Scales of fish
Scales are the prominent structure present on the outer surface of a fish body. It helps fishes in providing insulation and also plays an important function in protecting them (ie., fishes) from various kinds of external environmental stresses.
Types of fish scales with diagram
There are generally five different types of scales present on fishes which are discussed elaborately below along with their respective diagrams:
i) Placoid scale:
1. These type of scales are small, pointed and tri radiate in shape and size.
2. Denticles are found embedded in the dermal layer of their skin.
3. It consists of a diamond-shaped or rhomboidal-shaped basal plate, having an opening of the pulp cavity and flat trident spine.
4. Their basal plate remains embedded in the dermis which is held by sharpey’s and other connective tissue fibres and formed of a trabecular calcified tissue, the cement.
5. Their spine is composed of a hard-calcareous substance and their dentine is coated externally with a hard and dense enamel, such as vitrodentine.
6. The pulp cavity of their basal plate and spines contains dentine forming cells, the odontoblast, blood vessels, nerves and lymph channels.
7. Examples of fishes having placoid scales are: sharks, skates and rays.
ii) Ctenoid scale:
1. These type of scales are generally soft and flat dermal plates whose groove-like part is firmly attached and hind teeth bearing part remains free.
2. It is composed of a central thicker part called ‘nucleus’ and numerous concentric lines of growth for finding the age of fish.
3. On their posterior end numerous longitudinal grooves are present which are used for sucking nourishment from the fish skin.
4. Pulp cavity and dentine are absent in them.
5. These are the derivatives of ganoid scales in which ganoin layers, cosmine layers and bone cells are absent.
6. Examples of fishes having ctenoid scales are: perch and sunfish.
iii) Cycloid scale:
1. These type of scales are thin, flexible, translucent dermal plates.

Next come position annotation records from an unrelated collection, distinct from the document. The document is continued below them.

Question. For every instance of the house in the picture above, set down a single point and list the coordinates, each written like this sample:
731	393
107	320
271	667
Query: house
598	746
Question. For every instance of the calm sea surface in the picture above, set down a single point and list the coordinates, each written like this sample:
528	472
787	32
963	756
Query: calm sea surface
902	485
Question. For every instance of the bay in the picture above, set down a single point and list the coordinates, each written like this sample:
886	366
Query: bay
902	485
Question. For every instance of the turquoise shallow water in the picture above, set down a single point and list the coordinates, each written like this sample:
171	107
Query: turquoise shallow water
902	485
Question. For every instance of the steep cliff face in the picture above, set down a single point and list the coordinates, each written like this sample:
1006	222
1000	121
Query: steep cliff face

2. It is roughly circular in shape and is composed of a central thicker part called ‘nucleus’ and numerous concentric lines of growth which are used to find the age of fish.
3. Their anterior border is more or less rounded and remains exposed.
4. Their posterior part has numerous longitudinal grooves for sucking the nourishment from the fish skin.
5. It is composed of a thin upper layer of bone and lower layer of fibrous connective tissue.
6. Pulp cavity is absent in them.
7. These are the derivatives of the ganoid scales in which ganoin layers, cosmine layers and bone cells are absent.
8. Examples of fishes having cycloid scale are: salmon, carp and other soft fin rayed fish.
iv) Ganoid scale:
1. These are flat basal-looking scales.
2. They do not overlap instead they fit together like pieces of a jigsaw puzzle.
3. They have bony base layer similar to that of cosmoid scale.
4. Their outer layer is made up of inorganic bone salt called ganoin.
5. They are diamond-shaped and interconnected.
6. They act like armour to form a nearly impenetrable barrier to predators.
7. Examples of fishes having ganoid scale are: gars, bichirs and reed fish.
v) Cosmoid scale:
1. These scales have external spines composed of vitrodentine.
2. They have two basal plates.
3. Their inner layer is made of lamellar bone.
4. On the top of this layer lies a layer of spongy or vascular bone and then a layer of dentine-like material called cosmine.
5. These scales grow along with fish.
6. Example of fishes having cosmoid scale are: lobefins and lungfish.